Rapid Prototyping and Manufacturing
To produce interim and final prototype masks with such a complicated mechanical design it was essential to use state-of-the-art rapid prototyping techniques. Several interim prototype versions of the IDDM were produced using a process called stereolithography in order to test human factors, optical alignment, backlight intensity, and system integration. Stereolithography uses proprietary photo-reactive liquid polymer resins and ultraviolet laser light to produce functional prototypes from the digital 3D solid models.
Other Diving Applications
Military Special Operations:
The miniature display screen and control software can be customized for the specific diving apparatus and mission profile, with SOF combat swimmers able to monitor critical life support and mission data inside the dive mask - regardless of poor environmental conditions.
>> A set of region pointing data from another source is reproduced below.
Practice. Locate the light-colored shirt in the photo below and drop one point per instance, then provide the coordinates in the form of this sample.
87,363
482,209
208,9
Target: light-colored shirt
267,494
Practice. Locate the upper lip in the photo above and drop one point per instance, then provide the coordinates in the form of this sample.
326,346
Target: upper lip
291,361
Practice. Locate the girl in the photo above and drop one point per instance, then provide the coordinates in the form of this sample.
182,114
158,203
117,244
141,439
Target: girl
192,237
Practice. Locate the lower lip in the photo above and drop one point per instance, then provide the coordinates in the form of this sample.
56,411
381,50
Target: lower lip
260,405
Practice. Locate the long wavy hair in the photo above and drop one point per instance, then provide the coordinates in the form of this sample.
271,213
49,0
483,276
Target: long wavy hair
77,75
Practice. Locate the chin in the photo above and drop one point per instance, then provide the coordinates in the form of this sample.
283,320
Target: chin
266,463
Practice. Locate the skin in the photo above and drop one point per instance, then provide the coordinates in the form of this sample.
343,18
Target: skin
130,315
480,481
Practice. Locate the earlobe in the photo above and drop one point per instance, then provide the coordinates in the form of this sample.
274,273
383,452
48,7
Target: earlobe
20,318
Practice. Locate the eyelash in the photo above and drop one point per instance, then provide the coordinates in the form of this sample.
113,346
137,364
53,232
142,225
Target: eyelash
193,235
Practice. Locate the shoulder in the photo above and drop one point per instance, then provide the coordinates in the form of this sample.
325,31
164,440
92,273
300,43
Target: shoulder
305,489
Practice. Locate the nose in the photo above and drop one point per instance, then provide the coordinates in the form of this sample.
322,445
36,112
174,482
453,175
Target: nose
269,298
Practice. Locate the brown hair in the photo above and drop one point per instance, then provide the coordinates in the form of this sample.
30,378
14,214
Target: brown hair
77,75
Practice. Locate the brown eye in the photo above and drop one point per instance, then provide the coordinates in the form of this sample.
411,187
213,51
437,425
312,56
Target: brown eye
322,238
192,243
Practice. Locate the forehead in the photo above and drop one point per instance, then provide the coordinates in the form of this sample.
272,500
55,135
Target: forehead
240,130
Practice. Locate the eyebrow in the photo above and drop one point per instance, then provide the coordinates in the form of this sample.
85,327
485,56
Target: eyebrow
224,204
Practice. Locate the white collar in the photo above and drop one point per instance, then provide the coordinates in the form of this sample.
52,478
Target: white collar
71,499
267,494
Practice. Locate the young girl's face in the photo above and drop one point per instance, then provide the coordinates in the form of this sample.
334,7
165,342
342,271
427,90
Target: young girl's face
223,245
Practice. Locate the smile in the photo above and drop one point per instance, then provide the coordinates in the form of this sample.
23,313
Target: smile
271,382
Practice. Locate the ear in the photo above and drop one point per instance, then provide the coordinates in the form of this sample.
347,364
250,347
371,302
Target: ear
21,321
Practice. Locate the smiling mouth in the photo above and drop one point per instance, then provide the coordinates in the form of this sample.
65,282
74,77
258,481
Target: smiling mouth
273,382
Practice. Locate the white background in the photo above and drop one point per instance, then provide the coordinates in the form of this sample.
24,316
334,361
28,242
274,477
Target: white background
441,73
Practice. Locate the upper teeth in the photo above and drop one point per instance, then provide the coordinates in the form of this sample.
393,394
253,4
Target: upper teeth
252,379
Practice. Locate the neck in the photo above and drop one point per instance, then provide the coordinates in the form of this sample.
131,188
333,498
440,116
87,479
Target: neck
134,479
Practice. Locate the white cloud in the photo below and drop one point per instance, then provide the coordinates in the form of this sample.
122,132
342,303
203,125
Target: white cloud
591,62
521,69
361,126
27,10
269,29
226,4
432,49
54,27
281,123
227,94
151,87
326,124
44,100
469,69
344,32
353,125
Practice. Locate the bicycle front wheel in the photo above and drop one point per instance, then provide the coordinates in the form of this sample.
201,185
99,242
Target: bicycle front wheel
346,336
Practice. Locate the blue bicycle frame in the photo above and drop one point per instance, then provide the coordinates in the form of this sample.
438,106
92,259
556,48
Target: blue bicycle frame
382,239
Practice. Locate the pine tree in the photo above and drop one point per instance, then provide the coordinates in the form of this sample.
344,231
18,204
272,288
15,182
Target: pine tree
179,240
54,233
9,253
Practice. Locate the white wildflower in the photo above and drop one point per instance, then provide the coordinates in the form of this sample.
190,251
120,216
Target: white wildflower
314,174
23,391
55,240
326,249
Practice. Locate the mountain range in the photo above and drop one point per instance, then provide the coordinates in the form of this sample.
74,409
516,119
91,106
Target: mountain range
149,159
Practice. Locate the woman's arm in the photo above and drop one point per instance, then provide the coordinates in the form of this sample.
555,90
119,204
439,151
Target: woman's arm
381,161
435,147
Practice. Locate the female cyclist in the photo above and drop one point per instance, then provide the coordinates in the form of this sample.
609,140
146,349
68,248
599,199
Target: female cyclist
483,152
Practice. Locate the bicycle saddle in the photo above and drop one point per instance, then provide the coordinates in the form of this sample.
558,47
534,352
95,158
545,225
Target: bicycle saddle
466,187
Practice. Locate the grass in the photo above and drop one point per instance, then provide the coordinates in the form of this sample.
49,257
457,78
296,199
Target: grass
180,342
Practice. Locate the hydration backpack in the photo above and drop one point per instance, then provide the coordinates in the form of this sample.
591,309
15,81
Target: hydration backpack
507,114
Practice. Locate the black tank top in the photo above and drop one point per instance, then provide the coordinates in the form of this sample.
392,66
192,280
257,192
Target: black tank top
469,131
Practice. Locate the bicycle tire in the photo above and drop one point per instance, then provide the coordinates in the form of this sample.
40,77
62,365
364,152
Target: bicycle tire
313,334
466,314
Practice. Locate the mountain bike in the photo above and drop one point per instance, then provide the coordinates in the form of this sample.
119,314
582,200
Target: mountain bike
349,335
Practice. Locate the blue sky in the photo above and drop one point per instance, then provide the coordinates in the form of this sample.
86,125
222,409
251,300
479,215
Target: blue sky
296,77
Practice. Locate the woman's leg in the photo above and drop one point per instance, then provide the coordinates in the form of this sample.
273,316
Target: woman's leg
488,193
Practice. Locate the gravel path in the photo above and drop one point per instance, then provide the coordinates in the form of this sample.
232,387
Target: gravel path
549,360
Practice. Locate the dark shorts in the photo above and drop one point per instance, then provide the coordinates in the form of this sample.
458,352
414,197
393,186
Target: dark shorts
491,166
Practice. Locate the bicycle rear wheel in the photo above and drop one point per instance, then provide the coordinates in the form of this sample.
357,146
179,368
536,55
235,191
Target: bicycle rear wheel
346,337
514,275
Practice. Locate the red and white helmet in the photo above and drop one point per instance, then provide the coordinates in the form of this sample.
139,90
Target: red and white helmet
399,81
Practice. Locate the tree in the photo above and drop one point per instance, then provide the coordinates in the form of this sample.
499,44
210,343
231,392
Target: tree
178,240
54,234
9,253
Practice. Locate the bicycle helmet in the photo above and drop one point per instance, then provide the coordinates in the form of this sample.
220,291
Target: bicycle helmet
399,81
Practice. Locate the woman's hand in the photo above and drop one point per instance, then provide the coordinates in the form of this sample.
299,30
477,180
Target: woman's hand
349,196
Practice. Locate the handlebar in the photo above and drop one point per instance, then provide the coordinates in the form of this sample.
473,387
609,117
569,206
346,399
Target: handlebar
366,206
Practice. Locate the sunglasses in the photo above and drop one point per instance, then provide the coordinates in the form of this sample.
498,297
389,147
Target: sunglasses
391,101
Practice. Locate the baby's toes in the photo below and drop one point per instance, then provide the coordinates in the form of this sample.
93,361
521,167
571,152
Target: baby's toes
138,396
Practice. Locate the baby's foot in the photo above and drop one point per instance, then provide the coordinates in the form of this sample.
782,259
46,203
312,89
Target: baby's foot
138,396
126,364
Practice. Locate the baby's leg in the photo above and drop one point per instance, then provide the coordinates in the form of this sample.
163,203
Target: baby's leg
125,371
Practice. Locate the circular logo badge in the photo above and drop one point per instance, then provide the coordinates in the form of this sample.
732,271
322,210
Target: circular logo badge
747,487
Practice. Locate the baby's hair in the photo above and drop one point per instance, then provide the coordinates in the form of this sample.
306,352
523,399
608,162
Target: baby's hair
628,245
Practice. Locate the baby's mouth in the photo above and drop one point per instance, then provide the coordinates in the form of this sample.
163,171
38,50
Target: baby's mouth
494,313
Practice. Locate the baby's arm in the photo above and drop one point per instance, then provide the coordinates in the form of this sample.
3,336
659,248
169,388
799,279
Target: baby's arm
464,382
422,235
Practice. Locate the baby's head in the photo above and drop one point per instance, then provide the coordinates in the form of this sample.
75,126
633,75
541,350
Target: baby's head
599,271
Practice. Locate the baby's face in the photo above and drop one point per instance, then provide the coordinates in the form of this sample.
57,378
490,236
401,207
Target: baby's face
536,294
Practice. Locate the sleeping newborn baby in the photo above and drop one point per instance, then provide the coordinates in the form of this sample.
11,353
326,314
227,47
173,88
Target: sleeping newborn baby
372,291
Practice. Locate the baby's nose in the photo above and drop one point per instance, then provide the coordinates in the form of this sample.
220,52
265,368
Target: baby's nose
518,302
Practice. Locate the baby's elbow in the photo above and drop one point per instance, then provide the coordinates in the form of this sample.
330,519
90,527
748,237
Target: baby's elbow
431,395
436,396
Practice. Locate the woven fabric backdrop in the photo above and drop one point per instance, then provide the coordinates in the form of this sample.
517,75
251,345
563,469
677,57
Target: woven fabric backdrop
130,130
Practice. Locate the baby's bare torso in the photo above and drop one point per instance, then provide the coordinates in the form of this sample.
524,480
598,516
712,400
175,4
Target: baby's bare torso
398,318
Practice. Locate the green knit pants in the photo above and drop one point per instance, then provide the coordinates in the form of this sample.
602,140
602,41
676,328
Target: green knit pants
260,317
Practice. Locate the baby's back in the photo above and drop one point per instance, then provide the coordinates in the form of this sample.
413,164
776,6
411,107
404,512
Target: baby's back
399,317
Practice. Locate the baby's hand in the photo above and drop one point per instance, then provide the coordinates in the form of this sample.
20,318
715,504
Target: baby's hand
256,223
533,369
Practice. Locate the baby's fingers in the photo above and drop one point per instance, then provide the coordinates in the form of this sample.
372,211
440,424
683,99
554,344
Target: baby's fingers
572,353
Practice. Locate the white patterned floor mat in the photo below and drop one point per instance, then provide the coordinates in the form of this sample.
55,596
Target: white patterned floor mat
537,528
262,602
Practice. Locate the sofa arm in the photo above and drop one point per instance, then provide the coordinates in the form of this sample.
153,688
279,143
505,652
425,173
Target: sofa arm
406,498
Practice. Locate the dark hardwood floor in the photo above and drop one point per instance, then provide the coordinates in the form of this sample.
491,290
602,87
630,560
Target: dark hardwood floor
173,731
An IDDM system could also be modified for the US Navy MK-16 or similar UBA for use by EOD divers. Adapting the IDDM into a full facemask configuration is also possible. This future integrated full facemask system could potentially provide the EOD diver with depth, bottom time, cylinder pressure, oxygen level (PPO 2 ), and battery status without large wrist-mounted displays.
Recreational and Technical Divers:
An increasing number of civilian divers (deep, wreck, cave, photographers, and marine biologists) are using enriched air, other mixed-gasses, and commercially available rebreathers to extend dive time at depth, and reduce decompression obligations. A modified version of the IDDM could similarly provide enhanced safety and effectiveness for these applications.
Public Safety Divers:
These divers typically perform rescue and recovery operations in environmental conditions with little or no visibility. Police and other specialist divers may be required to operate special equipment (such as hand held sonars), or perform special missions, which make monitoring critical life support data very difficult. A custom IDDM could enhance safety and mission effectiveness here.
Handicapped or Physically Challenged Divers:
A growing number of handicapped, or physically challenged individuals are entering the realm of recreational diving. Organizations such as the Handicap Scuba Association International and the International Association of Handicapped Divers specialize in training handicapped individuals to scuba dive. One challenge for instructors is enabling the handicapped diver to monitor his or her depth, bottom time and cylinder pressure. This is difficult since many times the handicapped diver cannot manipulate limbs into a position to view gauges, dive computers, watches, or consoles. In these instances the handicapped diver must rely solely on his or her dive buddy to monitor life support data. An IDDM would allow the handicapped diver an added level of control, confidence, and peace of mind by allowing direct monitoring of dive data.